What is Kubernetes CrashLoopBackOff? And how to fix it

CrashLoopBackOff is a Kubernetes state representing a restart loop that is happening in a Pod: a container in the Pod is started, but crashes and is then restarted, over and over again.

Kubernetes will wait an increasing back-off time between restarts to give you a chance to fix the error. As such, CrashLoopBackOff is not an error on itself, but indicates that there’s an error happening that prevents a Pod from starting properly.

Note that the reason why it’s restarting is because its restartPolicy is set to Always(by default) or OnFailure. The kubelet is then reading this configuration and restarting the containers in the Pod and causing the loop. This behavior is actually useful, since this provides some time for missing resources to finish loading, as well as for us to detect the problem and debug it – more on that later.

That explains the CrashLoop part, but what about the BackOff time? Basically, it’s an exponential delay between restarts (10s, 20s, 40s, …) which is capped at five minutes. When a Pod state is displaying CrashLoopBackOff, it means that it’s currently waiting the indicated time before restarting the pod again. And it will probably fail again, unless it’s fixed.

In this article you’ll see:

How to detect a CrashLoopBackOff in your cluster?

Most likely, you discovered one or more pods in this state by listing the pods with kubectl get pods:

$ kubectl get pods
NAME                     READY     STATUS             RESTARTS   AGE
flask-7996469c47-d7zl2   1/1       Running            1          77d
flask-7996469c47-tdr2n   1/1       Running            0          77d
nginx-5796d5bc7c-2jdr5   0/1       CrashLoopBackOff   2          1m
nginx-5796d5bc7c-xsl6p   0/1       CrashLoopBackOff   2          1m

From the output, you can see that the last two pods:

Are not in READY condition (0/1).
Their status displays CrashLoopBackOff.
Column RESTARTS displays one or more restarts.

These three signals are pointing to what we explained: pods are failing, and they are being restarted. Between restarts, there’s a grace period which is represented as CrashLoopBackOff.

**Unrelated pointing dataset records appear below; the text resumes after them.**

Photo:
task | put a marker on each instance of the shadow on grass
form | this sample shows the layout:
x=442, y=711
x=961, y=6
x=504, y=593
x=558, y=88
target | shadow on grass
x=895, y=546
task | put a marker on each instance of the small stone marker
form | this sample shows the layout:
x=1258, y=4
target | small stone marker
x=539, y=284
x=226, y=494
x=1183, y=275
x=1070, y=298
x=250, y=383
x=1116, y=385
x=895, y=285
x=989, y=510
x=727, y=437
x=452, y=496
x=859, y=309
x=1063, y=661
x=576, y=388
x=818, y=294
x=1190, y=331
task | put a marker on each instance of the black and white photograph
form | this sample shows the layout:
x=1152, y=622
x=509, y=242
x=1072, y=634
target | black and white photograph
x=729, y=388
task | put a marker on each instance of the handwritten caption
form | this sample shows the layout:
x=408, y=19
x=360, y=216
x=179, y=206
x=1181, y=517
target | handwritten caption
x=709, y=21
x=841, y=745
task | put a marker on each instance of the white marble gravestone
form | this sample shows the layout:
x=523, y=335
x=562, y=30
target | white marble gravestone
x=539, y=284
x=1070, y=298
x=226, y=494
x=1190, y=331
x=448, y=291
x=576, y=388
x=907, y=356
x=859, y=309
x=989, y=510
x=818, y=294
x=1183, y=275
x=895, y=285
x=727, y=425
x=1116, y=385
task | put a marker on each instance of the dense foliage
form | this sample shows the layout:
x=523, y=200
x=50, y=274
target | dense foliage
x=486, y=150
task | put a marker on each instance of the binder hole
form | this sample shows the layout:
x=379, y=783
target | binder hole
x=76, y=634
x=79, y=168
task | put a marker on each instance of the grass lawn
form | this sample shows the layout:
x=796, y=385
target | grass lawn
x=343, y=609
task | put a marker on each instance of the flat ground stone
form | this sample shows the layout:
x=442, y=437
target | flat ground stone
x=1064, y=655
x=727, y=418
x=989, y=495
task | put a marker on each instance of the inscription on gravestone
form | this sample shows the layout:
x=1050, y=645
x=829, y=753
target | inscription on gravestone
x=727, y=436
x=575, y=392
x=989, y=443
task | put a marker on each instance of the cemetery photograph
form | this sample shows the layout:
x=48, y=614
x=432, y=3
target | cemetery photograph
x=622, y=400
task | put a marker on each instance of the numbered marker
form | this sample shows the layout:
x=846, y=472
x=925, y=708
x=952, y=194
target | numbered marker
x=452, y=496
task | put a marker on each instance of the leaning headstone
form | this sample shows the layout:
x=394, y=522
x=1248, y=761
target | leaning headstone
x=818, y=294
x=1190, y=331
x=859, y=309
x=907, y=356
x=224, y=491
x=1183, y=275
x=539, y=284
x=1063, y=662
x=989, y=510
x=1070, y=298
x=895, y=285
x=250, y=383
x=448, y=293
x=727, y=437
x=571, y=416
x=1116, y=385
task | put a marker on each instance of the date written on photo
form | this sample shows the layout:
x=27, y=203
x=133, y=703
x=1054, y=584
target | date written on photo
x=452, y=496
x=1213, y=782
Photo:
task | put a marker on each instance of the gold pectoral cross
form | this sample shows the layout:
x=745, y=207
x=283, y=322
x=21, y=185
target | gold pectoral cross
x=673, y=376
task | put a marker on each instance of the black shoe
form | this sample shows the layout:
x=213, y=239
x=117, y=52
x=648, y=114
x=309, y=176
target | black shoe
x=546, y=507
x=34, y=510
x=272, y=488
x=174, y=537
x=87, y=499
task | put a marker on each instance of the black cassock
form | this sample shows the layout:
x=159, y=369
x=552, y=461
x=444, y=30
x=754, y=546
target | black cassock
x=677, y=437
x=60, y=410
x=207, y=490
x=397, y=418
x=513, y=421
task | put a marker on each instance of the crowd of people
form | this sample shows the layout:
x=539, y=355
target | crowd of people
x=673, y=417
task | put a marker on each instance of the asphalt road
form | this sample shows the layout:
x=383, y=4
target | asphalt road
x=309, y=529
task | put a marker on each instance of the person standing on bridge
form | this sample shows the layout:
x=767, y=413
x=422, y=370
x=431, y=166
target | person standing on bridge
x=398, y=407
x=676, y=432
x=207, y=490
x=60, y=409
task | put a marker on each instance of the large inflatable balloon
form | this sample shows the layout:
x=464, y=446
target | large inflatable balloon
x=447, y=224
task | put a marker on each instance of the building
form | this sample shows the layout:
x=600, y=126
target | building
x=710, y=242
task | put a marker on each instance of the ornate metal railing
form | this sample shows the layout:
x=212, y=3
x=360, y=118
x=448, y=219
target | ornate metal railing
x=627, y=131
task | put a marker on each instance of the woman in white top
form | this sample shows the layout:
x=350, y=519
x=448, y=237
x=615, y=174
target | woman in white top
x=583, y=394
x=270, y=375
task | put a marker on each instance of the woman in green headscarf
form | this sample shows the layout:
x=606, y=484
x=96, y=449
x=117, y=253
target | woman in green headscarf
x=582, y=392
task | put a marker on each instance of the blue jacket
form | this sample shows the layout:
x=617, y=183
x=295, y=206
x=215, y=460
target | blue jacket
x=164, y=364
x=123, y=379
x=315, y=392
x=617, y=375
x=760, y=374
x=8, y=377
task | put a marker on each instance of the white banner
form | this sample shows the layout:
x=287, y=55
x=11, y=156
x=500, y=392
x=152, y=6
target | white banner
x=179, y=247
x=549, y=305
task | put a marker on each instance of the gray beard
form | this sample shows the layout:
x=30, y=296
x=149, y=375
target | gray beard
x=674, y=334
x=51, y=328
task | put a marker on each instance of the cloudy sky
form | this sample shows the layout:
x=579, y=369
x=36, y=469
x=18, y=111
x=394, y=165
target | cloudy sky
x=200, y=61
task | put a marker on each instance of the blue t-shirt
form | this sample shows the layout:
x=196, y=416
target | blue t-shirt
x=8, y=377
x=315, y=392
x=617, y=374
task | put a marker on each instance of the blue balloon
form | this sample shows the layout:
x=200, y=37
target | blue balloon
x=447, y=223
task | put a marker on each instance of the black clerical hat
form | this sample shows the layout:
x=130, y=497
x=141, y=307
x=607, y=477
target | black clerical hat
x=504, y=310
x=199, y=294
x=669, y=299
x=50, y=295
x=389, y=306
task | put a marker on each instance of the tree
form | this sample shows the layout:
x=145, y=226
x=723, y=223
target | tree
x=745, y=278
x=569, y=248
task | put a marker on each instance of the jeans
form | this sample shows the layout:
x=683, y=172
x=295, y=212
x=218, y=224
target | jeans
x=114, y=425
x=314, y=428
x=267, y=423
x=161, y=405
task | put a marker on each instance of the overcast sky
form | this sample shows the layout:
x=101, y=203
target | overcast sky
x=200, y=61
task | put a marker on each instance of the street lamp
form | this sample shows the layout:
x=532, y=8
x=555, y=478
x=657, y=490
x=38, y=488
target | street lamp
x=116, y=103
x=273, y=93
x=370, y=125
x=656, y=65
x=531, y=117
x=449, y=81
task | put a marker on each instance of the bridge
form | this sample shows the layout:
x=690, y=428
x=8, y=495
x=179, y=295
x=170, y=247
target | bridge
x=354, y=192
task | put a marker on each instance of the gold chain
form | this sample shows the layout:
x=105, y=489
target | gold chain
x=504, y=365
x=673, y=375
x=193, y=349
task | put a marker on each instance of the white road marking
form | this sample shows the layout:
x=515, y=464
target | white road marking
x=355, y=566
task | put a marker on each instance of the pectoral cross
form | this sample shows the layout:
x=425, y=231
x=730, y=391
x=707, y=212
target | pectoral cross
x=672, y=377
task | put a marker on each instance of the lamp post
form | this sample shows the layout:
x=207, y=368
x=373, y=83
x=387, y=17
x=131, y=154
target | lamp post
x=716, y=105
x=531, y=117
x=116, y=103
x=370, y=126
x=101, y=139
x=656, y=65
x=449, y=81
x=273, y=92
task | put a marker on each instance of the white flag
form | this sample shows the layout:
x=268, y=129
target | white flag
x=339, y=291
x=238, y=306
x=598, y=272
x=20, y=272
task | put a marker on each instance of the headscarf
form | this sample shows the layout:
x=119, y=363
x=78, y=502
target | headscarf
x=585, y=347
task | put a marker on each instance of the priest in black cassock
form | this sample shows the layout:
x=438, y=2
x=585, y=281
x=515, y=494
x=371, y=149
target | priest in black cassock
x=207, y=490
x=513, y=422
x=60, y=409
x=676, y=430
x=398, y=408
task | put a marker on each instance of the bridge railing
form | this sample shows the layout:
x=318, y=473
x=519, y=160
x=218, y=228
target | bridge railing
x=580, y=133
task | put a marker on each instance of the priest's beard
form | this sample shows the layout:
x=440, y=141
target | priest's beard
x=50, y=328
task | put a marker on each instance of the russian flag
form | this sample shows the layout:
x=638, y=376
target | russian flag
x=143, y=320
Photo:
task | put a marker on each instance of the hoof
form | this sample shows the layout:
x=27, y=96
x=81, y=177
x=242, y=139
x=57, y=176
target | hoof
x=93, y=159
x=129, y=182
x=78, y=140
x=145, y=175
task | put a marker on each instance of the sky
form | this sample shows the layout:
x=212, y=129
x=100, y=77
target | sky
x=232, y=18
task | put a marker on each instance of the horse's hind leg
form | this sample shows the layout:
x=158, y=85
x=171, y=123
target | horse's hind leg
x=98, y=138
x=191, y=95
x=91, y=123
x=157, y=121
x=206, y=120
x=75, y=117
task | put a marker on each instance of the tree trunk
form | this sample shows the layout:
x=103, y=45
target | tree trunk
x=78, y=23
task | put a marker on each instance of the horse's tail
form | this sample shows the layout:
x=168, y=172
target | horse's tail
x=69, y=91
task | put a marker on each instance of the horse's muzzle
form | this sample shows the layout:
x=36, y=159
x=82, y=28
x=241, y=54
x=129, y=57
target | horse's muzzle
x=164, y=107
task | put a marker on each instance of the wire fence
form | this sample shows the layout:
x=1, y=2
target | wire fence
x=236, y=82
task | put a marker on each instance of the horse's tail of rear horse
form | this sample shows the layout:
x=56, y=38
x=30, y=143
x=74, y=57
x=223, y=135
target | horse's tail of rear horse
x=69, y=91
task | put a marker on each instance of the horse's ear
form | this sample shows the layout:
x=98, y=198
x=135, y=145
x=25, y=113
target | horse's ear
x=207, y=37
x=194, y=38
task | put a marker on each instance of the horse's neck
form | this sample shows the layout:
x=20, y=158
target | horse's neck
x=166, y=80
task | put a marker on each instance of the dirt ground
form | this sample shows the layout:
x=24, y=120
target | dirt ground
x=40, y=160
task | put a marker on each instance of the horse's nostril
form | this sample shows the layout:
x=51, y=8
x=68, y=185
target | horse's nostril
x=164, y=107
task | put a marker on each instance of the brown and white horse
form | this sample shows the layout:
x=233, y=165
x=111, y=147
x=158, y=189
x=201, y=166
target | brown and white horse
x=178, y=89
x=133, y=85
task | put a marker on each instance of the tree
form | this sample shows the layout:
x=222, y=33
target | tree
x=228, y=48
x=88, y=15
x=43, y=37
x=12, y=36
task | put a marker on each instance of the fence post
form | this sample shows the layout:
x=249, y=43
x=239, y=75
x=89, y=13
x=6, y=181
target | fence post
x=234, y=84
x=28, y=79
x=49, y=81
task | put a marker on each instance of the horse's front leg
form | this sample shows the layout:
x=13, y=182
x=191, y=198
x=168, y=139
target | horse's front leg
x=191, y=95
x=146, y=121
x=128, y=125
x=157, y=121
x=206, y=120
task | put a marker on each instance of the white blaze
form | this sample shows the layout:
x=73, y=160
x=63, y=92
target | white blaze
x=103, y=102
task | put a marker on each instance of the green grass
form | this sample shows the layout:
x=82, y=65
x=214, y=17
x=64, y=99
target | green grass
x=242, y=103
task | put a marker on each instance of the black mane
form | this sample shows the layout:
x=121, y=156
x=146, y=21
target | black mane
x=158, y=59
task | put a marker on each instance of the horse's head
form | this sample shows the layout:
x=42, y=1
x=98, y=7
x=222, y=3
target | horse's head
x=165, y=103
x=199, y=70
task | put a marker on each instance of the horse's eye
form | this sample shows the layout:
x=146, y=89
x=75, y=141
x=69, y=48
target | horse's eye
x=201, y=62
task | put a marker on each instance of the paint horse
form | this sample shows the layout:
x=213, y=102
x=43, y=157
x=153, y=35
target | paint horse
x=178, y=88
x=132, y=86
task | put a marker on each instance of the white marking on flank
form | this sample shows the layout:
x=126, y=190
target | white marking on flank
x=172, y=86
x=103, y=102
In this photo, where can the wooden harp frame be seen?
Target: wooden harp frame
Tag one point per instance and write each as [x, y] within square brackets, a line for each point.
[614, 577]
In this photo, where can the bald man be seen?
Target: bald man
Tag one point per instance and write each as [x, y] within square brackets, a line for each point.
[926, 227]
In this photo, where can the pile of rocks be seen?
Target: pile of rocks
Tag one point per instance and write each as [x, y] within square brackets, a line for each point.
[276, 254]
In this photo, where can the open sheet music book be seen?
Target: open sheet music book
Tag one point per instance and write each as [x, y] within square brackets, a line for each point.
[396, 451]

You may also be “lucky” enough to find the Pod in the brief time it is in the Running or the Failed state.

Common reasons for a CrashLoopBackOff

It’s important to note that a CrashLoopBackOff is not the actual error that is crashing the pod. Remember that it’s just displaying the loop happening in the STATUS column. You need to find the underlying error affecting the containers.

Some of the errors linked to the actual application are:

Misconfigurations: Like a typo in a configuration file.
A resource is not available: Like a PersistentVolume that is not mounted.
Wrong command line arguments: Either missing, or the incorrect ones.
Bugs & Exceptions: That can be anything, very specific to your application.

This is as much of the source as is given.